Publié le 10 sept. 2018
Martin Croteau LA PRESSE

«On a commencé avec cinq points d'avance et on a encore cinq points d'avance, a dit M. Legault lors d'un passage à Châteauguay. Ce n'est pas facile être premier dans les sondages parce que là, on se trouve à avoir trois personnes qui nous attaquent.»

Un sondage Ipsos mené pour La Presse mené à quelques jours du déclenchement des élections donnait une confortable avance à la CAQ.

M. Legault dit être surpris que cette avance n'ait pas fondu après trois semaines de campagne.

«Je m'attendais à ce que ça se resserre, a-t-il reconnu. Bien honnêtement, je pensais que ça se resserrait. À force d'avoir trois adversaires qui lancent de la boue, il peut en rester quelque chose.»

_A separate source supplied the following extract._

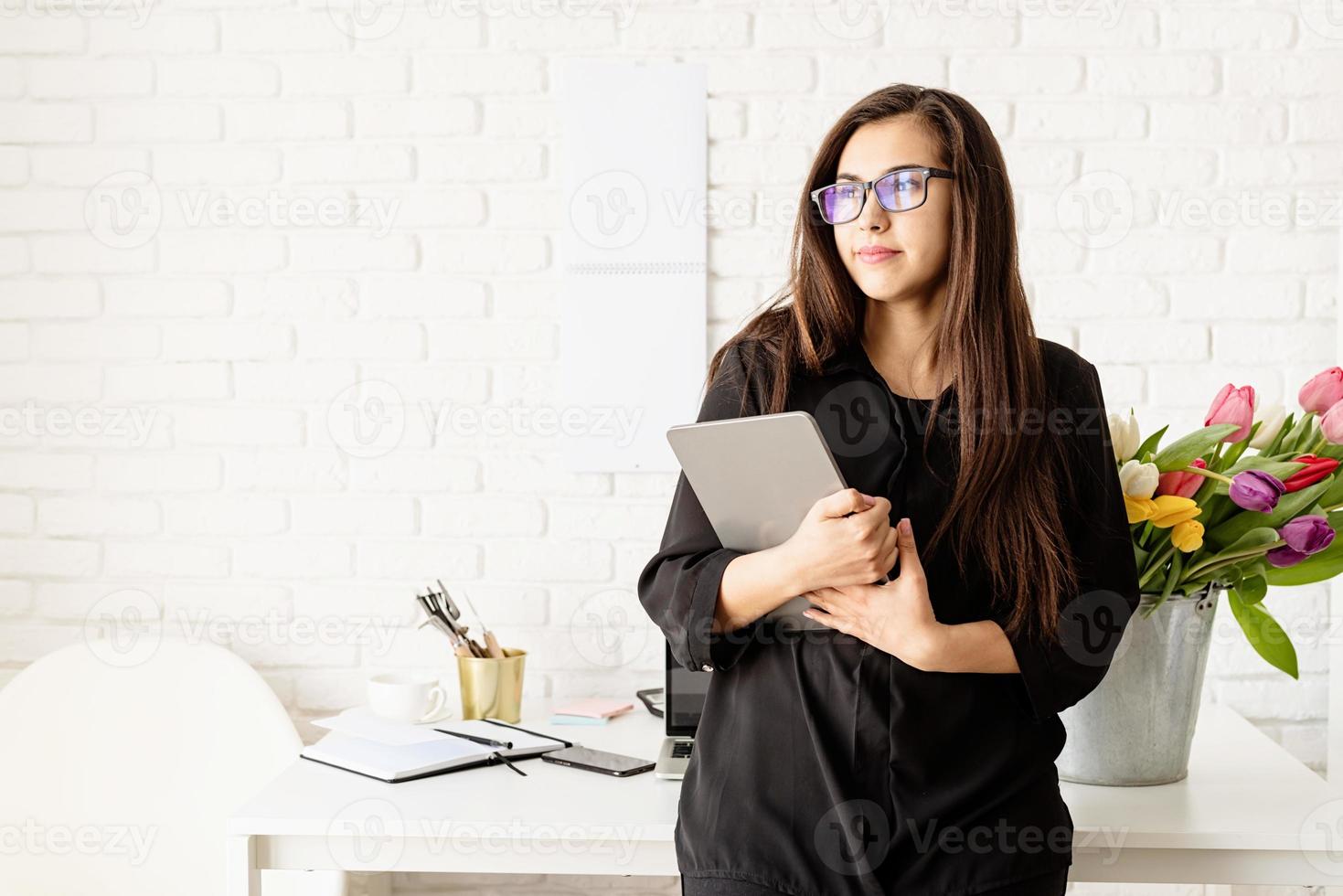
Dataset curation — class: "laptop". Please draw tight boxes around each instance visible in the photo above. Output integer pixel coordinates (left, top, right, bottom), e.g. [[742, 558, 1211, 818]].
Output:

Le chef caquiste ne s'en formalise pas, il s'agit du «prix à payer» pour être le meneur dans les intentions de vote. Il s'attend néanmoins à être testé lors du premier débat des chefs, qui aura lieu jeudi soir.

«Les débats n'ont pas encore eu lieu, a-t-il dit. Cinq points, il n'y a pas personne qui ne voudrait pas changer de place avec moi. On parle des trois autres chefs, je suis sûr qu'ils changeraient de place avec moi.»

Au cours des derniers jours, François Legault a fait des pieds et des mains pour tendre la main aux électeurs de ses adversaires. Il a d'abord lancé un appel au vote stratégique à ses «amis péquistes». Puis, dimanche, il a élargi cet appel aux conservateurs fiscaux.